Wilson’s creativity reached its apex during the mid-1960s with the Pet Sounds album (which, according to Paul McCartney, was an inspiration for The Beatles' Sgt. Pepper's Lonely Hearts Club Band), and many critics and music polls have named it one of the greatest pop albums ever recorded.
This was immediately followed by their biggest chart success, the million-selling number one hit single, “Good Vibrations”, which set new standards for pop-rock production and is still regarded as one of the seminal pop recordings of the era. Wilson then began work on a new album, originally called Dumb Angel, but soon re-titled SMiLE, on which he collaborated with lyricist Van Dyke Parks.
However, the combination of resistance from within the group and Wilson’s own growing personal problems led to the cancellation of the project in mid-1967.
Following a breakdown Wilson descended into mental illness and drug abuse in the late Sixties and 1970s. He partially recovered to try a career as a solo artist in the 1980s, with limited success. Wilson quit working with The Beach Boys on a regular basis after the release of The Beach Boys in 1985.
His final release as part of the group was on the 1996’s Stars and Stripes Vol. 1, a group collaboration with select country music artists singing the lead vocals.
Brian released a solo album, Brian Wilson, in 1988 and a memoir, Wouldn’t It Be Nice - My Own Story, in which he spoke for the first time about his troubled relationship with his father and his “lost years” of mental illness. The book was taken out of press some years later.
After considerable mental recovery, he released a second solo album, Imagination, in 1998 to some appreciation. Following this, he learned to cope with his stage fright and started to play live for the first time in decades, to great success, going on to play the whole Pet Sounds album live on his tours of the USA, UK and Europe.

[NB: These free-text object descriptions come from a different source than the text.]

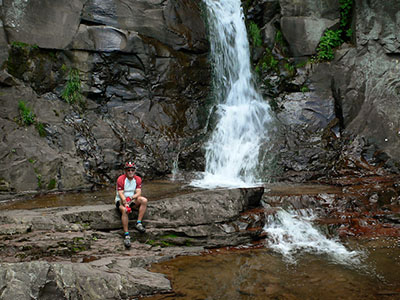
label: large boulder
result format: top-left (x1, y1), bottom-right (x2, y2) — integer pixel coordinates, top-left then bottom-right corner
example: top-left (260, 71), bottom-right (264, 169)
top-left (0, 260), bottom-right (171, 300)
top-left (81, 0), bottom-right (208, 52)
top-left (328, 0), bottom-right (400, 171)
top-left (277, 91), bottom-right (335, 131)
top-left (0, 188), bottom-right (265, 247)
top-left (2, 0), bottom-right (84, 49)
top-left (279, 0), bottom-right (340, 56)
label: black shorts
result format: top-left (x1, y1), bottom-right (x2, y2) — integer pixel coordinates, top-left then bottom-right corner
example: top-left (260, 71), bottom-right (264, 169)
top-left (115, 200), bottom-right (137, 211)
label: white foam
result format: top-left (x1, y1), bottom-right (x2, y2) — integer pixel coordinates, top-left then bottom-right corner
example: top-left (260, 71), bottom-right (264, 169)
top-left (264, 209), bottom-right (364, 265)
top-left (191, 0), bottom-right (271, 188)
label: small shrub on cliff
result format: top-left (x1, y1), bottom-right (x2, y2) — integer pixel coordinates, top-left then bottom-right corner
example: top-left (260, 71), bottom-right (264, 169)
top-left (62, 68), bottom-right (83, 105)
top-left (339, 0), bottom-right (353, 38)
top-left (17, 101), bottom-right (47, 137)
top-left (35, 122), bottom-right (47, 137)
top-left (315, 0), bottom-right (353, 61)
top-left (316, 29), bottom-right (343, 61)
top-left (18, 101), bottom-right (36, 126)
top-left (248, 21), bottom-right (262, 47)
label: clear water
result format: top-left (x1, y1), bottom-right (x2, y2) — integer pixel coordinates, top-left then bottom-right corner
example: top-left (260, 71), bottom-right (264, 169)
top-left (148, 238), bottom-right (400, 300)
top-left (191, 0), bottom-right (271, 189)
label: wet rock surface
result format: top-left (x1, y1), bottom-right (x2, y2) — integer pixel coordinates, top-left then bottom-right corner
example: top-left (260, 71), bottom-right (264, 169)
top-left (0, 188), bottom-right (264, 299)
top-left (262, 176), bottom-right (400, 238)
top-left (1, 181), bottom-right (399, 299)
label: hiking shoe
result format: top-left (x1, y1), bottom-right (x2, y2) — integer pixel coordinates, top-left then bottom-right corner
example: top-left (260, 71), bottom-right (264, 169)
top-left (135, 222), bottom-right (146, 233)
top-left (124, 235), bottom-right (131, 248)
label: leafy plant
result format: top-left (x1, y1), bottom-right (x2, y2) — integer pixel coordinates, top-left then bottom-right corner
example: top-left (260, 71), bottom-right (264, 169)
top-left (314, 0), bottom-right (353, 62)
top-left (248, 21), bottom-right (262, 47)
top-left (316, 29), bottom-right (343, 61)
top-left (17, 101), bottom-right (47, 137)
top-left (256, 48), bottom-right (279, 74)
top-left (339, 0), bottom-right (353, 29)
top-left (62, 68), bottom-right (82, 105)
top-left (11, 41), bottom-right (38, 50)
top-left (275, 30), bottom-right (284, 46)
top-left (47, 178), bottom-right (57, 190)
top-left (18, 101), bottom-right (36, 125)
top-left (300, 86), bottom-right (309, 93)
top-left (283, 62), bottom-right (295, 77)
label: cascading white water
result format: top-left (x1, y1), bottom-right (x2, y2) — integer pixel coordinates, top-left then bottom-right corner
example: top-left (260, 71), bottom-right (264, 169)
top-left (264, 209), bottom-right (364, 265)
top-left (192, 0), bottom-right (365, 267)
top-left (191, 0), bottom-right (272, 188)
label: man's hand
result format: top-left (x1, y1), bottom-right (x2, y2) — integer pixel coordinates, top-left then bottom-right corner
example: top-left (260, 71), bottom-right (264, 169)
top-left (126, 197), bottom-right (132, 203)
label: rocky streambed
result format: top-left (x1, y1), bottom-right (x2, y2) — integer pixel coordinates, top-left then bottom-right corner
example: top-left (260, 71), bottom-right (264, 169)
top-left (1, 178), bottom-right (399, 299)
top-left (0, 187), bottom-right (264, 299)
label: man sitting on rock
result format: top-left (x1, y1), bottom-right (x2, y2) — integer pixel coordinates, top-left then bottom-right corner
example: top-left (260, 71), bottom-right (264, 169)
top-left (115, 161), bottom-right (147, 248)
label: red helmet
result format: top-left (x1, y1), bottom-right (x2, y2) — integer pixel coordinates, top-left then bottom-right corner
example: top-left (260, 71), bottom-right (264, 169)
top-left (124, 161), bottom-right (135, 169)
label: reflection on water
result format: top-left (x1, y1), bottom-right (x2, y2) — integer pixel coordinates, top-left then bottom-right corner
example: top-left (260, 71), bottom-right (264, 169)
top-left (148, 238), bottom-right (400, 300)
top-left (0, 180), bottom-right (196, 210)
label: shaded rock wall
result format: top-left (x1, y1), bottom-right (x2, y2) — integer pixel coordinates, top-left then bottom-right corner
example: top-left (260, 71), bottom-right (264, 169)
top-left (0, 0), bottom-right (210, 194)
top-left (245, 0), bottom-right (400, 181)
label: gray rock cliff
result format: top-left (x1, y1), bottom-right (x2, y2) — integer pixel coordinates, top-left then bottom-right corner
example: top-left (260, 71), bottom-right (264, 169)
top-left (0, 0), bottom-right (210, 194)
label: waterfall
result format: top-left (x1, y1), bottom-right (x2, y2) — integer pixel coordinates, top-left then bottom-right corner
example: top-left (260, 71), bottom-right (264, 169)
top-left (264, 209), bottom-right (364, 265)
top-left (192, 0), bottom-right (365, 267)
top-left (191, 0), bottom-right (272, 188)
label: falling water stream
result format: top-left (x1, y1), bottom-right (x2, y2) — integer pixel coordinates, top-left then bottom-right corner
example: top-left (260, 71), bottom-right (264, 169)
top-left (264, 209), bottom-right (363, 265)
top-left (191, 0), bottom-right (272, 189)
top-left (190, 0), bottom-right (363, 265)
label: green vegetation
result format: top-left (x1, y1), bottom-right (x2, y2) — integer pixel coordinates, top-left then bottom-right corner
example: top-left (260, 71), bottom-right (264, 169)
top-left (145, 234), bottom-right (183, 247)
top-left (34, 168), bottom-right (43, 189)
top-left (62, 68), bottom-right (83, 105)
top-left (243, 0), bottom-right (255, 14)
top-left (248, 21), bottom-right (262, 47)
top-left (11, 41), bottom-right (38, 50)
top-left (68, 237), bottom-right (88, 253)
top-left (17, 101), bottom-right (47, 137)
top-left (315, 0), bottom-right (353, 61)
top-left (283, 62), bottom-right (295, 77)
top-left (255, 48), bottom-right (279, 75)
top-left (300, 86), bottom-right (309, 93)
top-left (35, 122), bottom-right (47, 137)
top-left (7, 42), bottom-right (37, 77)
top-left (316, 29), bottom-right (343, 61)
top-left (296, 60), bottom-right (309, 68)
top-left (339, 0), bottom-right (353, 37)
top-left (18, 101), bottom-right (36, 126)
top-left (47, 178), bottom-right (57, 190)
top-left (274, 29), bottom-right (290, 56)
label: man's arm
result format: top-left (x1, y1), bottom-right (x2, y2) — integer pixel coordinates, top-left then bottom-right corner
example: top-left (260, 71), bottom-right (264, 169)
top-left (118, 190), bottom-right (127, 205)
top-left (132, 188), bottom-right (142, 199)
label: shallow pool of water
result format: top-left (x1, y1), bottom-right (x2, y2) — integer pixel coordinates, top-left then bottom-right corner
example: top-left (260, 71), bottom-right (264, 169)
top-left (0, 180), bottom-right (196, 210)
top-left (0, 181), bottom-right (341, 211)
top-left (147, 237), bottom-right (400, 300)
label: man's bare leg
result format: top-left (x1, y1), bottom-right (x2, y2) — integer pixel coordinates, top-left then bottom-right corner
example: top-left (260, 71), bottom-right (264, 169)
top-left (135, 196), bottom-right (148, 221)
top-left (134, 196), bottom-right (147, 233)
top-left (119, 205), bottom-right (129, 232)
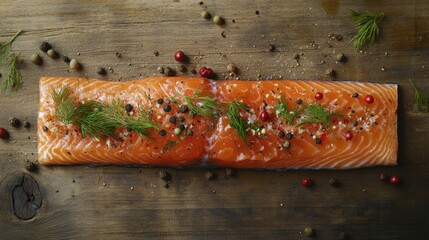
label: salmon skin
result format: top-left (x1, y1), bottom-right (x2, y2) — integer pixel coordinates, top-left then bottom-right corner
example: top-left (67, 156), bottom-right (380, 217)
top-left (38, 77), bottom-right (398, 169)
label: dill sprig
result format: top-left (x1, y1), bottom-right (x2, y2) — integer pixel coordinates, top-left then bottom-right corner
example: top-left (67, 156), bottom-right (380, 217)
top-left (181, 89), bottom-right (219, 118)
top-left (0, 30), bottom-right (23, 92)
top-left (350, 10), bottom-right (384, 51)
top-left (275, 95), bottom-right (304, 125)
top-left (51, 86), bottom-right (157, 139)
top-left (162, 140), bottom-right (178, 153)
top-left (296, 104), bottom-right (342, 127)
top-left (409, 79), bottom-right (429, 111)
top-left (225, 100), bottom-right (251, 144)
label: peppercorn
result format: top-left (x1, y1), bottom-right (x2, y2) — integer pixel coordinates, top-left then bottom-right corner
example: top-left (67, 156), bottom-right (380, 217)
top-left (315, 92), bottom-right (323, 100)
top-left (352, 92), bottom-right (359, 98)
top-left (212, 15), bottom-right (224, 25)
top-left (63, 56), bottom-right (71, 63)
top-left (177, 65), bottom-right (187, 73)
top-left (159, 129), bottom-right (167, 136)
top-left (179, 105), bottom-right (189, 113)
top-left (30, 54), bottom-right (42, 65)
top-left (40, 41), bottom-right (52, 52)
top-left (225, 168), bottom-right (234, 178)
top-left (345, 131), bottom-right (353, 141)
top-left (178, 124), bottom-right (185, 131)
top-left (125, 104), bottom-right (133, 113)
top-left (199, 66), bottom-right (213, 78)
top-left (23, 121), bottom-right (30, 128)
top-left (255, 10), bottom-right (260, 15)
top-left (47, 49), bottom-right (58, 59)
top-left (352, 120), bottom-right (358, 127)
top-left (42, 126), bottom-right (48, 132)
top-left (97, 67), bottom-right (107, 75)
top-left (365, 95), bottom-right (374, 104)
top-left (69, 59), bottom-right (80, 70)
top-left (9, 117), bottom-right (20, 128)
top-left (186, 129), bottom-right (194, 136)
top-left (189, 111), bottom-right (196, 118)
top-left (389, 174), bottom-right (400, 185)
top-left (201, 11), bottom-right (211, 19)
top-left (191, 69), bottom-right (197, 75)
top-left (205, 171), bottom-right (216, 181)
top-left (326, 68), bottom-right (336, 77)
top-left (283, 141), bottom-right (290, 148)
top-left (338, 232), bottom-right (350, 240)
top-left (158, 170), bottom-right (170, 181)
top-left (25, 160), bottom-right (37, 172)
top-left (157, 98), bottom-right (164, 105)
top-left (164, 67), bottom-right (174, 76)
top-left (336, 53), bottom-right (347, 63)
top-left (179, 116), bottom-right (185, 122)
top-left (0, 127), bottom-right (9, 139)
top-left (303, 227), bottom-right (314, 237)
top-left (259, 111), bottom-right (269, 121)
top-left (157, 66), bottom-right (164, 74)
top-left (173, 127), bottom-right (181, 135)
top-left (163, 104), bottom-right (172, 112)
top-left (268, 44), bottom-right (276, 52)
top-left (301, 177), bottom-right (313, 187)
top-left (315, 137), bottom-right (322, 144)
top-left (293, 53), bottom-right (300, 60)
top-left (296, 99), bottom-right (303, 105)
top-left (329, 178), bottom-right (340, 187)
top-left (169, 116), bottom-right (177, 124)
top-left (285, 132), bottom-right (293, 140)
top-left (278, 131), bottom-right (285, 138)
top-left (379, 173), bottom-right (389, 182)
top-left (174, 51), bottom-right (185, 62)
top-left (153, 51), bottom-right (159, 56)
top-left (227, 63), bottom-right (238, 75)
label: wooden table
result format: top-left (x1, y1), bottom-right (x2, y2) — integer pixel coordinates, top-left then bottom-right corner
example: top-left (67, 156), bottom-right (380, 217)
top-left (1, 1), bottom-right (428, 239)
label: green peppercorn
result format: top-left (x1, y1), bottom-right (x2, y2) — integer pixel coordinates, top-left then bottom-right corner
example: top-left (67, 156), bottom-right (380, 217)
top-left (283, 141), bottom-right (290, 148)
top-left (70, 59), bottom-right (80, 70)
top-left (186, 129), bottom-right (194, 136)
top-left (30, 54), bottom-right (42, 65)
top-left (47, 49), bottom-right (58, 59)
top-left (201, 11), bottom-right (211, 19)
top-left (304, 227), bottom-right (314, 237)
top-left (213, 15), bottom-right (224, 25)
top-left (173, 127), bottom-right (181, 135)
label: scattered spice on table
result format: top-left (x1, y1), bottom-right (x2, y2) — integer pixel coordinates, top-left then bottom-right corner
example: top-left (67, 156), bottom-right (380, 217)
top-left (159, 170), bottom-right (170, 181)
top-left (47, 49), bottom-right (58, 59)
top-left (227, 63), bottom-right (238, 76)
top-left (30, 54), bottom-right (42, 65)
top-left (389, 174), bottom-right (400, 185)
top-left (9, 116), bottom-right (20, 127)
top-left (268, 44), bottom-right (276, 52)
top-left (40, 41), bottom-right (52, 52)
top-left (25, 160), bottom-right (37, 172)
top-left (63, 56), bottom-right (71, 63)
top-left (69, 59), bottom-right (80, 70)
top-left (213, 15), bottom-right (224, 25)
top-left (329, 178), bottom-right (340, 187)
top-left (164, 67), bottom-right (174, 76)
top-left (97, 67), bottom-right (107, 75)
top-left (225, 168), bottom-right (234, 178)
top-left (325, 68), bottom-right (336, 77)
top-left (0, 127), bottom-right (9, 139)
top-left (301, 177), bottom-right (313, 187)
top-left (23, 120), bottom-right (31, 128)
top-left (303, 226), bottom-right (314, 237)
top-left (336, 53), bottom-right (347, 63)
top-left (174, 51), bottom-right (185, 62)
top-left (205, 171), bottom-right (216, 180)
top-left (177, 65), bottom-right (187, 73)
top-left (157, 66), bottom-right (164, 74)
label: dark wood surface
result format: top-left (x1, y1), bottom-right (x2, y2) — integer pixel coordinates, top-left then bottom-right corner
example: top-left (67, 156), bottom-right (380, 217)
top-left (1, 0), bottom-right (428, 239)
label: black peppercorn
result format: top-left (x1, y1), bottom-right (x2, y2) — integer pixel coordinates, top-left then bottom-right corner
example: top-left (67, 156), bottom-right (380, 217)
top-left (225, 168), bottom-right (234, 178)
top-left (97, 67), bottom-right (107, 75)
top-left (25, 160), bottom-right (37, 172)
top-left (40, 41), bottom-right (52, 52)
top-left (186, 129), bottom-right (194, 136)
top-left (23, 121), bottom-right (31, 128)
top-left (352, 120), bottom-right (358, 127)
top-left (125, 104), bottom-right (133, 113)
top-left (285, 132), bottom-right (293, 140)
top-left (179, 105), bottom-right (189, 113)
top-left (296, 99), bottom-right (303, 105)
top-left (352, 92), bottom-right (359, 98)
top-left (278, 131), bottom-right (285, 138)
top-left (189, 111), bottom-right (196, 118)
top-left (159, 129), bottom-right (166, 136)
top-left (169, 116), bottom-right (177, 124)
top-left (163, 105), bottom-right (172, 112)
top-left (164, 67), bottom-right (175, 76)
top-left (205, 171), bottom-right (216, 181)
top-left (157, 98), bottom-right (164, 105)
top-left (158, 170), bottom-right (170, 181)
top-left (179, 116), bottom-right (185, 122)
top-left (329, 178), bottom-right (340, 187)
top-left (9, 117), bottom-right (21, 128)
top-left (42, 126), bottom-right (48, 132)
top-left (315, 138), bottom-right (322, 144)
top-left (178, 124), bottom-right (185, 131)
top-left (63, 56), bottom-right (71, 63)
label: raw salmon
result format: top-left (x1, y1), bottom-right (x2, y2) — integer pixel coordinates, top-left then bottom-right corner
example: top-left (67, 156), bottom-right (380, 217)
top-left (38, 77), bottom-right (398, 169)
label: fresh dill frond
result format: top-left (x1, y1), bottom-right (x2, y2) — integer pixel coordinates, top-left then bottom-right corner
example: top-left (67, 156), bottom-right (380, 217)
top-left (296, 104), bottom-right (342, 127)
top-left (225, 100), bottom-right (251, 144)
top-left (275, 95), bottom-right (304, 125)
top-left (1, 53), bottom-right (22, 92)
top-left (75, 107), bottom-right (123, 138)
top-left (0, 30), bottom-right (23, 92)
top-left (350, 10), bottom-right (384, 51)
top-left (125, 111), bottom-right (158, 137)
top-left (409, 79), bottom-right (429, 111)
top-left (181, 90), bottom-right (219, 118)
top-left (162, 140), bottom-right (177, 152)
top-left (52, 86), bottom-right (76, 124)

He now tours regularly as a solo act.
A new studio album, Gettin' in Over My Head, features collaborations with Elton John, Paul McCartney, Eric Clapton, and his deceased brother, Carl Wilson. It was released in June of 2004. Eric Clapton played on the track, “City Blues”.
In September 2004, a re-recorded version of his previously shelved SMiLE album was released. The album had reached mythic proportions within Beach Boys’ fandom, and the 1966/1967 sessions had been heavily bootlegged. The 2004 recording featured his touring band, which consists of former Beach Boys’ guitarist Jeff Foskett and members of the Wondermints on vocals and instruments, and is classed as a Brian Wilson solo album. Notably, the song “Good Vibrations” featured Tony Asher’s original lyrics rather than Mike Love’s revised lyrics from the 1966 single version of the song. The album was both a critical and a financial success.
Wilson won a Grammy award for best rock instrumental for the SMiLE track, “Mrs. O’Leary’s Cow (Fire)”. He released a two-DVD "Smile" set, consisting of a documentary and a live presentation of the work. He planned a tour for the second half of 2005, as well as a Christmas album for Arista Records, called What I Really Want for Christmas.
Though no longer a part of The Beach Boys touring band, Brian Wilson remains a member of The Beach Boys Corporation.